Luminous Rubble is the latest missive in a particularly busy period for underground hip-hop veteran Tony Simon, who’s spent the last decades lending his considerable talents to work from artists like Armand Hammer, billy woods, Murs, and Open Mike Eagle; in 2021, he released the critically acclaimed collab LP Garbology with rap legend and longtime collaborator Aesop Rock, just last year he unleashed his twelfth solo album, The Aux. Luminous Rubble had its origins in a chance meeting after a Hamburg show between Simon and a KPM rep, who explained the Crate Diggers conceit to him.

“For me, as a producer who uses samples, there’s nothing better than free rein,” Simon recalls. “I was like, ‘Are there any rules?’ And he said, ‘Just make whatever you want.’ That was so exciting for me. I don’t get that on my own releases, but in this case every sample is cleared and it’s all good.”

As is the case with many sample excavators, Simon already had a deep history with what the KPM library had to offer him as well—to the point where, while digging through the crates in the making of Luminous Rubble, he even came across records he’d sampled from in the past. “Their vault is the one I’m most familiar with,” he says with a laugh. “Back when I used to go record shopping a lot, I would pretty much buy any KPM record on sight. They were always a huge find at record stores.
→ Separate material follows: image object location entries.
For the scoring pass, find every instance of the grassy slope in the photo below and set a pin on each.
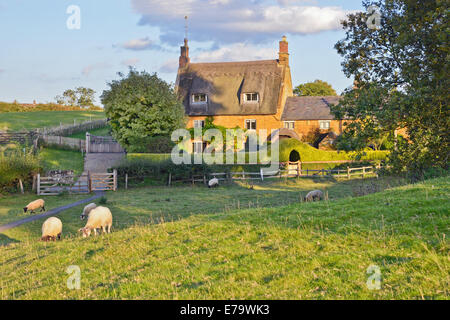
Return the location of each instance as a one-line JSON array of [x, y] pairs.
[[30, 120], [314, 250], [55, 159]]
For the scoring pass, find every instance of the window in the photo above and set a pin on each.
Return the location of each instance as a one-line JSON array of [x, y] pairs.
[[289, 125], [324, 125], [250, 124], [251, 97], [198, 146], [199, 98], [199, 123]]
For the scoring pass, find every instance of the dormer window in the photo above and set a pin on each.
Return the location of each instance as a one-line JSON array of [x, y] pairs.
[[199, 98], [251, 97]]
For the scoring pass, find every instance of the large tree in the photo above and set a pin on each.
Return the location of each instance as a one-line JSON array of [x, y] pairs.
[[140, 106], [399, 58], [316, 88]]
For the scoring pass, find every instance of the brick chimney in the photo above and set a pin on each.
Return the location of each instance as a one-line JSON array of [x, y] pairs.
[[284, 52], [184, 56]]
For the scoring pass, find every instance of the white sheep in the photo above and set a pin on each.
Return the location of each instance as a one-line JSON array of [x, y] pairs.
[[32, 206], [213, 183], [314, 195], [99, 217], [87, 210], [51, 229]]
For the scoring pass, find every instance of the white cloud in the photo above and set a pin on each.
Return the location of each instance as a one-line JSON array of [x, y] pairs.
[[90, 68], [232, 21], [138, 44], [236, 52], [131, 62]]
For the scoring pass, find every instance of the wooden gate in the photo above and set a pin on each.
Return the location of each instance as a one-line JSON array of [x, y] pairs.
[[95, 144], [103, 181]]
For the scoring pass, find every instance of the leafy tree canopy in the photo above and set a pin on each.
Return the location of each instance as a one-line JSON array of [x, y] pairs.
[[141, 105], [399, 58], [316, 88]]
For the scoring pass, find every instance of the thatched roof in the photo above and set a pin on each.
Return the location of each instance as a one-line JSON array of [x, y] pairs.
[[225, 82], [309, 108]]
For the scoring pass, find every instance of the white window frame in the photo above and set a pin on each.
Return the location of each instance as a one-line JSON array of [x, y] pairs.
[[289, 125], [197, 122], [199, 102], [251, 93], [250, 122], [324, 124]]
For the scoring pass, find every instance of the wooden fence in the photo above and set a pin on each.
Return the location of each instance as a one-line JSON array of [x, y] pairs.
[[52, 186], [77, 144], [69, 129], [95, 144], [103, 181], [23, 137]]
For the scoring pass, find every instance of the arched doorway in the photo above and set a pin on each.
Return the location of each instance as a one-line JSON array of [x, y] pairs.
[[294, 156]]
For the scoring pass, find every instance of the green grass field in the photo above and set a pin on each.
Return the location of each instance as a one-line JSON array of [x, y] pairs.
[[238, 243], [16, 121]]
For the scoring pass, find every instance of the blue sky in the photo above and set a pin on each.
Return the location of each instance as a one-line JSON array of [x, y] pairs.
[[40, 57]]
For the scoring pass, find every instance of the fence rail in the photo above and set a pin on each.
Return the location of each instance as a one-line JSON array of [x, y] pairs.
[[52, 186]]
So to be able to tap into these records with no limitations was really nice.”

“The challenge for me was trying to boil down what I wanted to do,” Simon continues while discussing the genesis of Luminous Rubble, which came together over the course of 2022. “I thought about making an album of super-long songs, but it would’ve been a whole different undertaking. So I just went with what I knew, because it’s a foolproof approach to me.” Of course, Simon’s track record as Blockhead meant that the familiar path was tried and true—but as Luminous Rubble’s ten tracks prove, it’s foolish to assume that would mean any laurel-resting on his part.
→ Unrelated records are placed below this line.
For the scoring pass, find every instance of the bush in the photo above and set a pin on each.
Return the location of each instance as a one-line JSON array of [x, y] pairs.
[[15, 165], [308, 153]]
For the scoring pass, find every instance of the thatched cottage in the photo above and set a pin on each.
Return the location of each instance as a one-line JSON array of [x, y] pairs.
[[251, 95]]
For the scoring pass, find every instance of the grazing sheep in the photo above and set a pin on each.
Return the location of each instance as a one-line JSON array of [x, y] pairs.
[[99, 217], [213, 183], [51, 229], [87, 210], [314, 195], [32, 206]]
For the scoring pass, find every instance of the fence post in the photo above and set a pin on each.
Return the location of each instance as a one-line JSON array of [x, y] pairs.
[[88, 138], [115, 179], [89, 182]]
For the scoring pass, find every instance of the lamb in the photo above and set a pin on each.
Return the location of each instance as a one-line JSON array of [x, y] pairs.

“My music is always very quirky and melody-driven,” Simon states while talking about how he stretched his creative wings in the studio. “I took chances more than usual when it came to samples and how I used them for foundation.” Indeed, Luminous Rubble finds Simon using the KPM library’s vastness to craft new and engagingly twisted beat-driven shapes; “Dork Crystal” radiates a sinister ominousness, with streaks of strings rubbing against stabbing guitar chords, while a delightfully scuzzy horn line dances around a hi-hat shuffle in “Scumlord.” “There’s something dirty about the horn sample,” Simon explains while discussing the track’s title. “It reminds you of oil-slicked streets in an alley. I wanted to embrace that feeling.”
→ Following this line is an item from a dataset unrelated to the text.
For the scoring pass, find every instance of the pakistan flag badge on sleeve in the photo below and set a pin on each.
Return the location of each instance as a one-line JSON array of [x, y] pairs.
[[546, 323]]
Glittering bells and a woozy gait to “Serious About My Fitness” makes the tune sound as if you’re sweating it out on the Stairmaster (in a good way), while there’s a distinct thousand-karat shine to “Oh You Fancy,” which nearly resembles a glitzed-out haunted house in its gilded spookiness. “It just sounds like royalty,” Simon exclaims, before going into greater detail about how the creative parameters of the Crate Diggers series proved its own inspiration.

“I’ve always appreciated working within limitations,” he says. “Having no boundaries can be overwhelming when it comes to the creative process. Working with these samples forced me to find middle ground in cases where I’d typically just walk away and look elsewhere.” After hearing Luminous Rubble, you’ll be happy he stuck around.